Part 50 (2/2)

”For a moment he stood looking at me without answering. It was as though he was carefully formulating a reply. Then he said:

”'I _have_ remembered. I have positively refused to partic.i.p.ate in certain matters in which I have been pressed to become active. At this moment that is all that I am enabled to say.'

”'It is all I desire to know,' I said. 'Tell me, what of Mara?'

”'All is well between us,' he returned, 'so long as one mentions not the bird.'

”Later I found them together in the garden. Mara was, as usual, sewing.

While I sat and talked with her, Gavrilo started picking fresh leaves to put into the bird cage. Mara, who had been telling me how, upon the morrow, the Serbs were to leave their shutters closed all day, so that they should not see the Austrians, ceased to speak as Gavrilo began gathering the leaves, and watched him narrowly for a moment.

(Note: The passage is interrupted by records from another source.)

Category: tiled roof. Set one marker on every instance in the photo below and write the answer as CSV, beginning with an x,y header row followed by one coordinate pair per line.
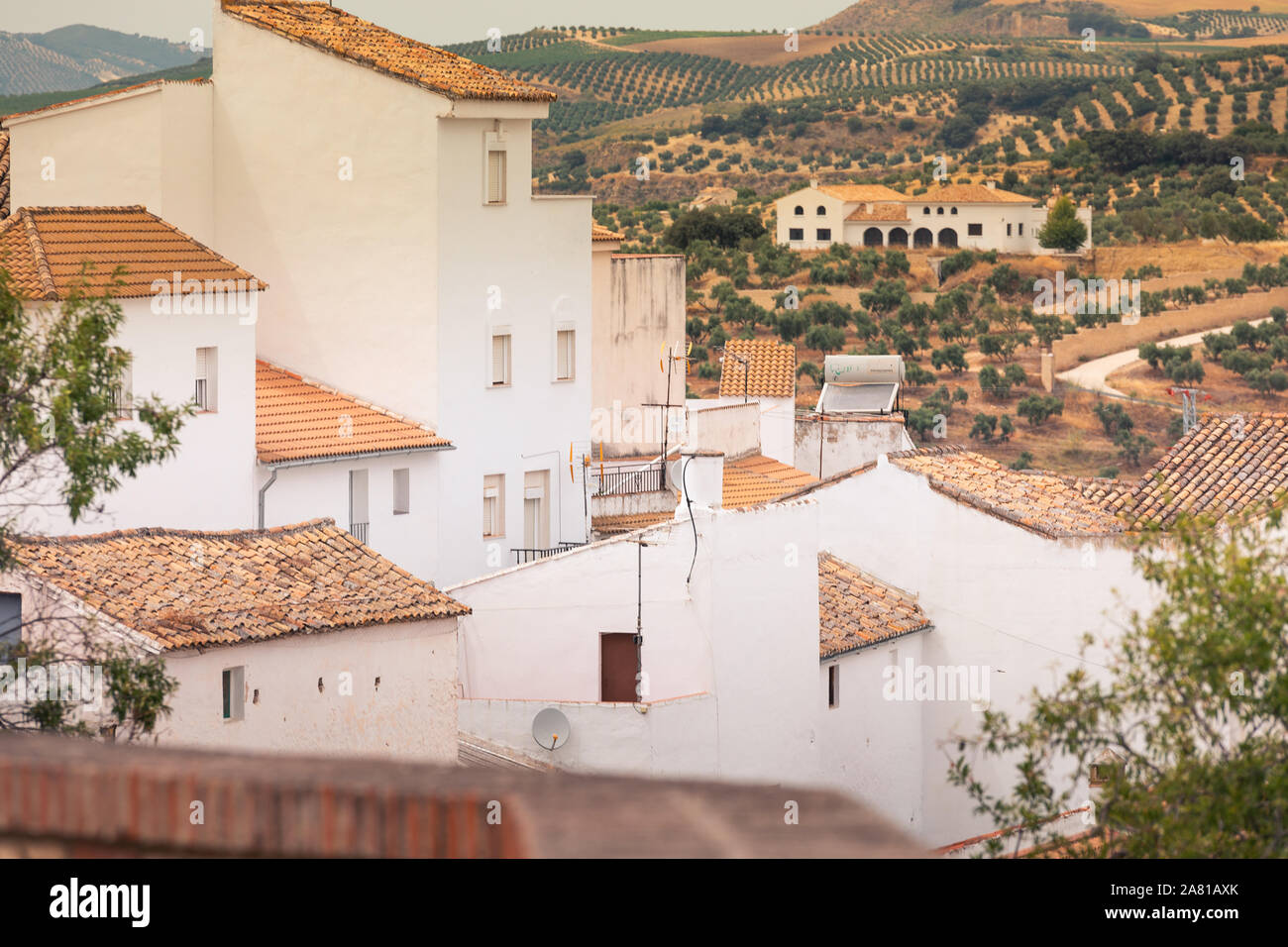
x,y
196,589
862,192
44,249
970,193
629,522
4,174
880,211
756,479
855,611
331,30
1222,467
771,369
1047,504
296,420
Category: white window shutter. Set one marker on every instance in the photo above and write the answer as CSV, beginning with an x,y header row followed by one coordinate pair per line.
x,y
496,176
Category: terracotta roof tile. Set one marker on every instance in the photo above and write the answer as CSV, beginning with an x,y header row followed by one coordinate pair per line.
x,y
970,193
1046,502
756,479
46,250
862,192
331,30
880,211
771,369
189,589
296,420
857,611
1223,467
629,522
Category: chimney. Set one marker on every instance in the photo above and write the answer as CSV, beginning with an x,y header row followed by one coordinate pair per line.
x,y
699,475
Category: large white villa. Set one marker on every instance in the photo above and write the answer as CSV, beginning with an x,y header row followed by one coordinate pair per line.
x,y
979,217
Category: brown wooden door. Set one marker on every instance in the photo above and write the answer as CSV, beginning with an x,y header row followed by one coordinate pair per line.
x,y
617,668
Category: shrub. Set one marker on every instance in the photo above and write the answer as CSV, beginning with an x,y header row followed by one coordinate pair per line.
x,y
1038,407
993,382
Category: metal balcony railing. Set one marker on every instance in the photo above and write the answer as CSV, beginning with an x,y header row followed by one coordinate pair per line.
x,y
619,482
522,556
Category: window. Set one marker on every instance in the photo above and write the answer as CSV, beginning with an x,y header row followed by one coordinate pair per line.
x,y
11,617
207,379
493,505
123,394
1102,774
618,664
402,491
536,509
235,693
500,359
494,176
566,355
359,517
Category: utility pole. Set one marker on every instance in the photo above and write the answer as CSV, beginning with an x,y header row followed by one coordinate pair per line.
x,y
669,360
1189,406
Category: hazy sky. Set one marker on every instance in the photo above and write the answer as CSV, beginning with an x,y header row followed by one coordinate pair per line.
x,y
433,21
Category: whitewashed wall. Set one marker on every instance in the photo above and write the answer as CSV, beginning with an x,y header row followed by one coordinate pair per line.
x,y
411,715
536,253
846,442
322,489
353,262
997,594
745,629
732,429
677,737
871,746
639,309
209,484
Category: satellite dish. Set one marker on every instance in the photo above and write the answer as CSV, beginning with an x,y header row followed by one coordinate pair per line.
x,y
550,728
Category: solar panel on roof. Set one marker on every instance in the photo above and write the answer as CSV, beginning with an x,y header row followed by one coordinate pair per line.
x,y
871,398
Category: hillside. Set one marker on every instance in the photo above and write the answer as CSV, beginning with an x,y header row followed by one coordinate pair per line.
x,y
24,103
75,56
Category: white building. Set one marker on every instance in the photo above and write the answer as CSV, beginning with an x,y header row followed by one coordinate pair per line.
x,y
978,217
189,330
636,347
325,453
295,639
384,188
760,371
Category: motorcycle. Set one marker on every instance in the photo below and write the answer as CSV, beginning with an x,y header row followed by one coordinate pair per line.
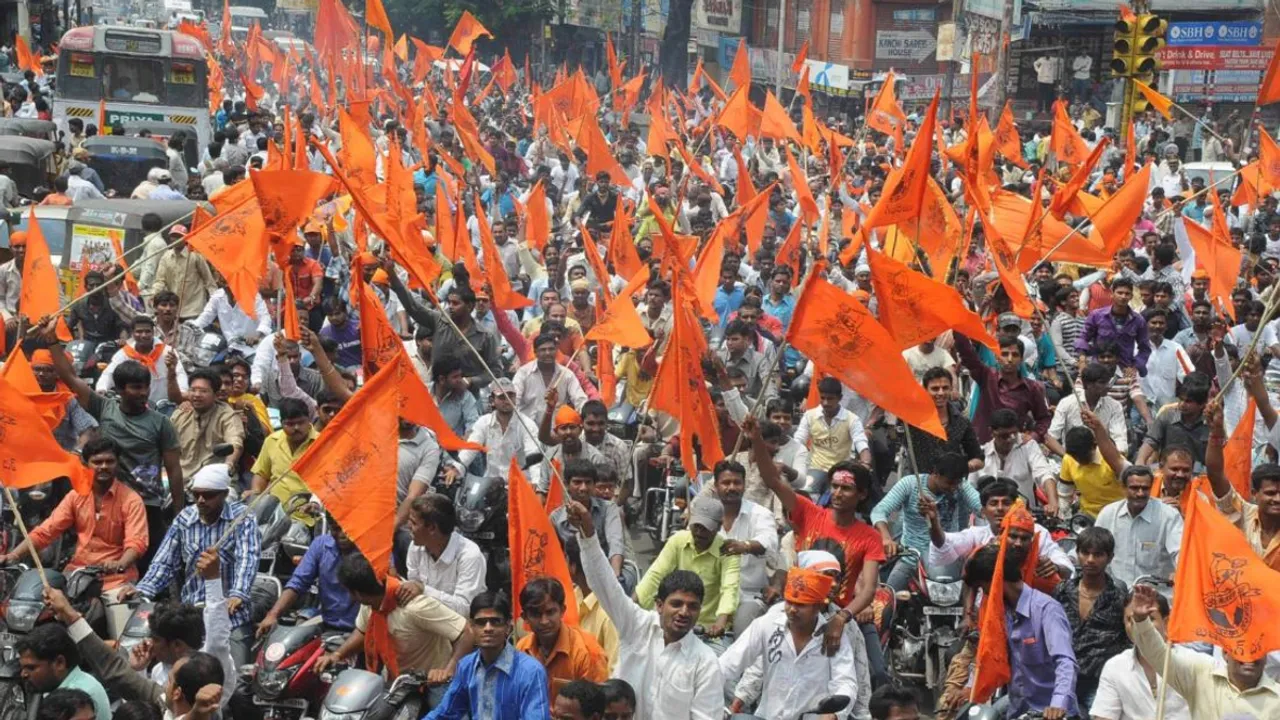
x,y
926,629
283,682
826,706
360,695
26,609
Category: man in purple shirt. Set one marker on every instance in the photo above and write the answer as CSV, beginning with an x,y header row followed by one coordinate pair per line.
x,y
1004,387
1119,324
1040,641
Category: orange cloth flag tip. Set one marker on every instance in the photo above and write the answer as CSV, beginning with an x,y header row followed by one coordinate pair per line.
x,y
466,32
351,468
1008,142
1065,141
842,337
991,662
903,197
535,548
1238,452
740,74
28,452
915,309
1270,90
775,122
1159,101
1226,593
886,115
504,296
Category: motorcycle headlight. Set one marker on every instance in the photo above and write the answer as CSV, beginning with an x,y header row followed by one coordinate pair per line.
x,y
21,616
272,683
944,593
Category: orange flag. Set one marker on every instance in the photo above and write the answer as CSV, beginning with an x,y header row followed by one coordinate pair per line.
x,y
739,115
1270,90
1065,141
886,115
538,227
504,297
352,465
775,121
1269,158
680,388
236,244
915,309
535,548
800,182
842,337
740,74
1157,100
1112,223
903,197
375,16
1226,595
28,452
1238,452
799,63
1065,195
991,662
1008,142
467,31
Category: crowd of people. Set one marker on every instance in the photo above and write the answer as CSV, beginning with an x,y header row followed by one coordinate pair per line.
x,y
1096,401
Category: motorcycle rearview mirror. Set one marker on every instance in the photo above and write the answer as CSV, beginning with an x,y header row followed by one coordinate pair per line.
x,y
830,705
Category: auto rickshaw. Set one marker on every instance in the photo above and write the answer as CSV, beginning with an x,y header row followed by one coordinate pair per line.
x,y
28,160
124,162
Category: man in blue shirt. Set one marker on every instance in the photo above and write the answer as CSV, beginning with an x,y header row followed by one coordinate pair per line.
x,y
319,565
496,682
944,492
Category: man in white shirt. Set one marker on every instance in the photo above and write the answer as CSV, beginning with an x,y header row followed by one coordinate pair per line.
x,y
504,434
242,332
798,673
1095,384
1125,686
1148,534
144,349
442,564
675,675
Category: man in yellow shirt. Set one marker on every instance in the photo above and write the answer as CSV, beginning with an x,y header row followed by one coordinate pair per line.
x,y
273,470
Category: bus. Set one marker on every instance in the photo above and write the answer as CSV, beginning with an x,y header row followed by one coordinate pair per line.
x,y
146,76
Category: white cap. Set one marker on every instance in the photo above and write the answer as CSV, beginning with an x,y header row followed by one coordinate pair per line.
x,y
213,478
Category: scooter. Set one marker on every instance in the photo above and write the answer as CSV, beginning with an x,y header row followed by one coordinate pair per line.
x,y
824,706
360,695
927,623
283,680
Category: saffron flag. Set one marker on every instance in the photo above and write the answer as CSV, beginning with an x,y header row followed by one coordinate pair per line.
x,y
842,337
466,32
1226,595
352,465
28,452
914,308
903,197
535,548
991,662
1157,100
1270,90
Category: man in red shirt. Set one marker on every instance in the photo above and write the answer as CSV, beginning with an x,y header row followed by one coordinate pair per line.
x,y
306,277
839,531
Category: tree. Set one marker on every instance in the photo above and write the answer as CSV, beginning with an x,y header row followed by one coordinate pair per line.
x,y
673,51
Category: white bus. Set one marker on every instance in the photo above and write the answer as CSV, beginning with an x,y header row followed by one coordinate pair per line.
x,y
146,76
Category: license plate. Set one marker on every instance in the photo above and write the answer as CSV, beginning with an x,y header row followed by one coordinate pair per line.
x,y
951,611
296,702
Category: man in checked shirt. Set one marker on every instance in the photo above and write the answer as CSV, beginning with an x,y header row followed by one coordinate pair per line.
x,y
196,529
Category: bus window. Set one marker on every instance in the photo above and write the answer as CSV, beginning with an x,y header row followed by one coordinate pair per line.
x,y
135,80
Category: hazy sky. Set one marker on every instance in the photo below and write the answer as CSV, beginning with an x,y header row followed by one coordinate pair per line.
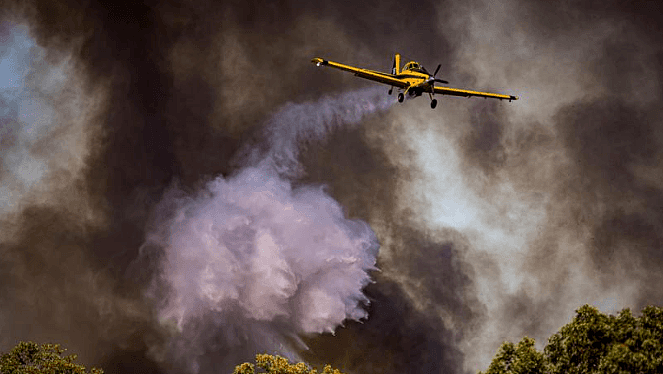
x,y
180,188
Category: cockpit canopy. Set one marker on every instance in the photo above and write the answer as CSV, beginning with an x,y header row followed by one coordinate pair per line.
x,y
415,66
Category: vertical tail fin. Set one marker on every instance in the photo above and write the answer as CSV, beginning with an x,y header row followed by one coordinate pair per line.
x,y
396,68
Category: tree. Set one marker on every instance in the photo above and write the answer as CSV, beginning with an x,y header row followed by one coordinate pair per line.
x,y
279,365
31,358
592,343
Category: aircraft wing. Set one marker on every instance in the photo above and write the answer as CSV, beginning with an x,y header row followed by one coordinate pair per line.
x,y
364,73
468,93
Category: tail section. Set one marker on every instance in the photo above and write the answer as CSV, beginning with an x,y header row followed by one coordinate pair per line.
x,y
396,68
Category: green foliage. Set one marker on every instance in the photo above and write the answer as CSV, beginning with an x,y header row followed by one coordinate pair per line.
x,y
30,358
592,343
517,359
279,365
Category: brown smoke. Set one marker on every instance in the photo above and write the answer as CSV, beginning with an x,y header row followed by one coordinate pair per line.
x,y
495,219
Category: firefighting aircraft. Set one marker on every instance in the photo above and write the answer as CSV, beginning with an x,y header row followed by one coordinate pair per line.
x,y
413,78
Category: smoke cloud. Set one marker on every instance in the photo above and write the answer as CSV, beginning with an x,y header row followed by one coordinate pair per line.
x,y
149,149
254,256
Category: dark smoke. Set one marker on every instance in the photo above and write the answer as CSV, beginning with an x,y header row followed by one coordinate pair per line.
x,y
495,220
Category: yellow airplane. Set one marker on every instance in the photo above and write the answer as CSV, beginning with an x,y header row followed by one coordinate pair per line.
x,y
413,78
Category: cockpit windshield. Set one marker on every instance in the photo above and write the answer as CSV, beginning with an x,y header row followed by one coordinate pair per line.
x,y
415,66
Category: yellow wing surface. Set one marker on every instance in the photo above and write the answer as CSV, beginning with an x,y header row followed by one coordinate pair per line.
x,y
468,93
364,73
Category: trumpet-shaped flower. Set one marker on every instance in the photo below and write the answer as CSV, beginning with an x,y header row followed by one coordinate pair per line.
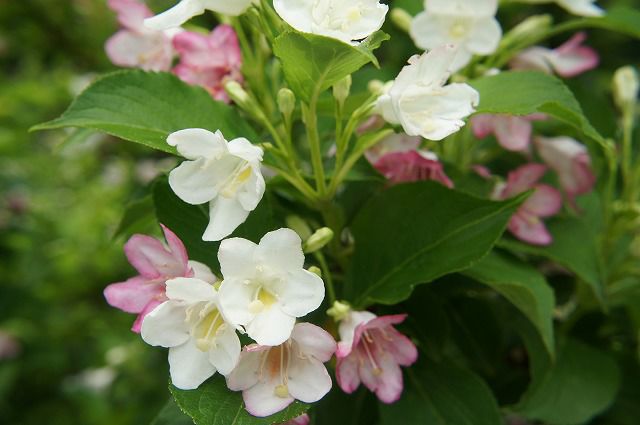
x,y
345,20
193,327
265,286
209,60
571,162
156,264
136,46
270,378
371,351
469,24
568,60
526,224
420,101
187,9
225,174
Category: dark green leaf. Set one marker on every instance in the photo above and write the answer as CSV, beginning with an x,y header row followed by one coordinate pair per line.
x,y
414,233
524,286
214,404
314,62
146,107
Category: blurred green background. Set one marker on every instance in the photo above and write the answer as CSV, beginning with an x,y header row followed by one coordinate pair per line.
x,y
66,357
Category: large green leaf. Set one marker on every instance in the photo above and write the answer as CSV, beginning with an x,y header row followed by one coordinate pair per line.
x,y
214,404
146,107
574,247
524,286
582,383
443,394
314,62
414,233
527,92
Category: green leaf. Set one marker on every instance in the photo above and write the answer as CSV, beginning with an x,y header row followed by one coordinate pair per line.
x,y
578,254
214,404
414,233
146,107
524,286
314,62
443,394
172,415
527,92
582,383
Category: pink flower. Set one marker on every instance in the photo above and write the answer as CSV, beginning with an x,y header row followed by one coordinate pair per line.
x,y
512,132
156,264
526,223
270,378
568,60
412,166
209,60
570,160
136,46
371,351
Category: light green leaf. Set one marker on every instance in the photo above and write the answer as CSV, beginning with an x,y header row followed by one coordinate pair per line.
x,y
214,404
526,92
443,394
414,233
146,107
314,62
524,286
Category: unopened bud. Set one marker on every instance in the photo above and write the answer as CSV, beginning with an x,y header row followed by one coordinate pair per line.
x,y
286,102
339,310
401,18
298,225
341,89
625,88
318,240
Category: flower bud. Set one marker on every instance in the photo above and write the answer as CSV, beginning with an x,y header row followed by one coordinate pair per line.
x,y
625,88
341,89
318,240
286,102
401,18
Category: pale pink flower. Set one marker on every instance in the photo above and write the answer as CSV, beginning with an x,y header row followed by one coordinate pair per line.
x,y
568,60
526,224
270,378
571,162
136,46
209,60
156,264
412,166
371,351
512,132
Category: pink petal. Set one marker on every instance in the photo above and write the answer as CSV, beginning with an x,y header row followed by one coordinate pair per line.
x,y
529,228
133,295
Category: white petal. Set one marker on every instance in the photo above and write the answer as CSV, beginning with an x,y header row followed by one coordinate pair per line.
x,y
309,380
301,294
225,215
271,327
176,16
191,290
165,326
189,367
194,143
281,249
315,341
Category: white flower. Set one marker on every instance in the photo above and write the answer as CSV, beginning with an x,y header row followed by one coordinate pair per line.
x,y
345,20
187,9
265,286
270,378
420,102
192,325
469,24
225,174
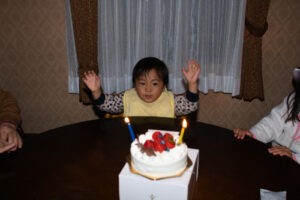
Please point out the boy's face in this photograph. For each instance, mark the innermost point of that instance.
(149, 87)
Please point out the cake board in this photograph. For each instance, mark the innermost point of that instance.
(136, 187)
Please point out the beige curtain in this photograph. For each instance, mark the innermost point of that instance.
(255, 27)
(85, 19)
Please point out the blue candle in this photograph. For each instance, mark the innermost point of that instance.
(130, 128)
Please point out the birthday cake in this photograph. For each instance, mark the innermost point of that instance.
(157, 154)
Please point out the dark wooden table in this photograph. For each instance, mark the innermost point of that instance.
(82, 161)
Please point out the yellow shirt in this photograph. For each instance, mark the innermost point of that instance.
(164, 106)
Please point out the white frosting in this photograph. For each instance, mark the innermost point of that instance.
(166, 163)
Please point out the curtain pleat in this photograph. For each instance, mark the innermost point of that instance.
(255, 27)
(85, 22)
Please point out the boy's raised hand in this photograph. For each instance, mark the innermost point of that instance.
(93, 82)
(241, 133)
(191, 74)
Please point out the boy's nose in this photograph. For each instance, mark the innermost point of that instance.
(148, 89)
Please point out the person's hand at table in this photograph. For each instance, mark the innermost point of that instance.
(10, 139)
(281, 151)
(241, 133)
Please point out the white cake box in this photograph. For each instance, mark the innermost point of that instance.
(136, 187)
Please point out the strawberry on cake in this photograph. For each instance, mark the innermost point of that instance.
(156, 154)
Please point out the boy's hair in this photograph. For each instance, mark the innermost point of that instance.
(145, 65)
(293, 104)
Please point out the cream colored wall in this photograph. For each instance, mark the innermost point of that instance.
(33, 66)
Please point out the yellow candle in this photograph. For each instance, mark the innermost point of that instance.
(184, 125)
(130, 128)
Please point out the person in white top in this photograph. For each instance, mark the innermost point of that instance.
(281, 126)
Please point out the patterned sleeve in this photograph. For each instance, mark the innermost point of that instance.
(186, 103)
(111, 103)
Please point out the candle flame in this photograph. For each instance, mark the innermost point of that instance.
(127, 120)
(184, 123)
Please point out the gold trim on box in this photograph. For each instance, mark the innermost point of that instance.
(135, 171)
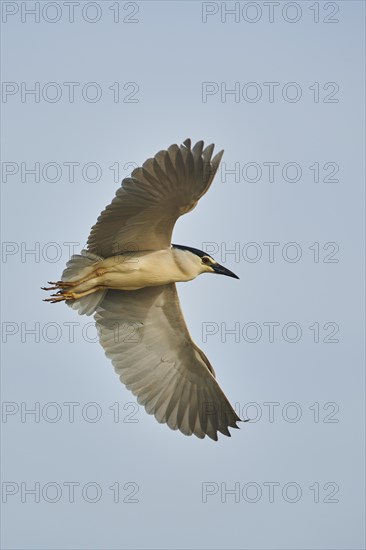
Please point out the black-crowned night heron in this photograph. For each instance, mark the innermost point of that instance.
(127, 278)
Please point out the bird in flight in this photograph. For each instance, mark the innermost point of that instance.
(127, 277)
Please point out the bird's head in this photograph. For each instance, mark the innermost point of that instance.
(201, 262)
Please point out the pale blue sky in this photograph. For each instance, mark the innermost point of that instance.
(168, 54)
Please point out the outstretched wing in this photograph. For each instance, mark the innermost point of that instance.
(146, 206)
(145, 335)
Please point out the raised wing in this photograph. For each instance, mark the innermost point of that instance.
(146, 206)
(145, 335)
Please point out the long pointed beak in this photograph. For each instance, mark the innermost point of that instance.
(221, 270)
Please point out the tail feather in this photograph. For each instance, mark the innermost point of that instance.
(76, 268)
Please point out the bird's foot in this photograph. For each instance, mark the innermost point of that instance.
(60, 296)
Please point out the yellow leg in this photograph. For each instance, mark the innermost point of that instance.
(69, 284)
(68, 295)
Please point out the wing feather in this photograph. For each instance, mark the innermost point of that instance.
(171, 377)
(146, 206)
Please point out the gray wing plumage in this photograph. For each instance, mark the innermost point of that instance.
(146, 206)
(145, 335)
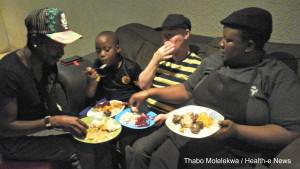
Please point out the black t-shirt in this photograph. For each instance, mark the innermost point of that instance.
(118, 83)
(17, 81)
(277, 95)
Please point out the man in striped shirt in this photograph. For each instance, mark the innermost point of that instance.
(172, 63)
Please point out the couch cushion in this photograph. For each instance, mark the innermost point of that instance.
(4, 45)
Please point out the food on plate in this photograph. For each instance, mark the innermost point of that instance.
(100, 129)
(193, 121)
(137, 119)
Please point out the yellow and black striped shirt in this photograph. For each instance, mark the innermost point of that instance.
(171, 73)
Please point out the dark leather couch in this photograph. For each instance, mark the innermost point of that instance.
(139, 42)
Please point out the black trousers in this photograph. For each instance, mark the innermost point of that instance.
(57, 148)
(164, 149)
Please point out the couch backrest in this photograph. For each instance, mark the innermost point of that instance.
(4, 45)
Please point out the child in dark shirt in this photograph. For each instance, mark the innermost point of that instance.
(112, 75)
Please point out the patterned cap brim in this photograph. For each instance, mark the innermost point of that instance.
(65, 37)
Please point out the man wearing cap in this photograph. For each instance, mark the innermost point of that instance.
(257, 95)
(172, 63)
(27, 75)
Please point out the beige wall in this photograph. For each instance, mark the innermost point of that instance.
(89, 17)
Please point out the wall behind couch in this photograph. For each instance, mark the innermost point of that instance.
(89, 17)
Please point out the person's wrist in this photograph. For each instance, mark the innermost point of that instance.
(147, 93)
(98, 78)
(157, 58)
(47, 122)
(236, 131)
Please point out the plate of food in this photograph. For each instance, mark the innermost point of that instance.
(136, 120)
(106, 108)
(100, 129)
(194, 121)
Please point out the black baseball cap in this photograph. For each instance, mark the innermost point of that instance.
(51, 22)
(175, 21)
(253, 19)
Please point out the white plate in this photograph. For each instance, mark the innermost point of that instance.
(205, 132)
(114, 111)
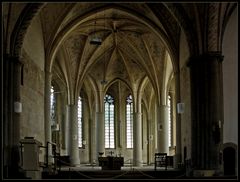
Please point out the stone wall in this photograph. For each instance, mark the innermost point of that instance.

”'Gavrilo,' she said, 'please put no more leaves into the cage.'

”'Why not?'

”'Because it is not well for him. He has been pecking at the leaves and I think they poison him.'

”'No,' said Gavrilo.

”'Yes,' she insisted. 'He appears miserable to-day.'

”'But naturally!' returned the youth. 'That is not new. He is dying. See how he is huddled with closed eyes in the corner of the cage.' As he spoke he plucked another leaf.

”Mara's expression became ominous.

”'If he should die,' she said in a quavering voice, 'it will be because of the leaves which you have given him!'

”'Impossible,' Gavrilo replied. 'Does not a bird live among the leaves?'

”'I tell you,' she exclaimed, 'I have asked the old bird man about it.

He says some leaves are good and some are not. He is coming this evening to see the _kos_ and give it medicine in its water.'

”I was relieved when Gavrilo pressed the point no farther but dropped the fresh leaves on the ground. Feeling that a situation had been narrowly averted, I thought best to leave them together.

”That evening, as I was walking toward the hotel from the square at the center of the town, I saw him coming out of the _kafana_ with several of the youths I had come to recognize as his friends. He joined me and we walked along together. At Mara's garden gate he halted, saying: 'Let us enter and see the poor bird.'

”'No, Gavrilo,' I said warningly. 'It is not the bird we go to see, but Mara.'

”'So be it,' he replied. 'Let us then visit Mara.'

”Mara was not in the garden. Gavrilo called her name. She answered from the house, and a moment later came out to meet us.

”As she emerged I saw her glance at the bird cage. Then she gave a startled cry.

”'Look!' she wailed. 'The _kos_ is dead!'

”It was true; there lay the bird upon its back among the dry leaves at the bottom of the cage.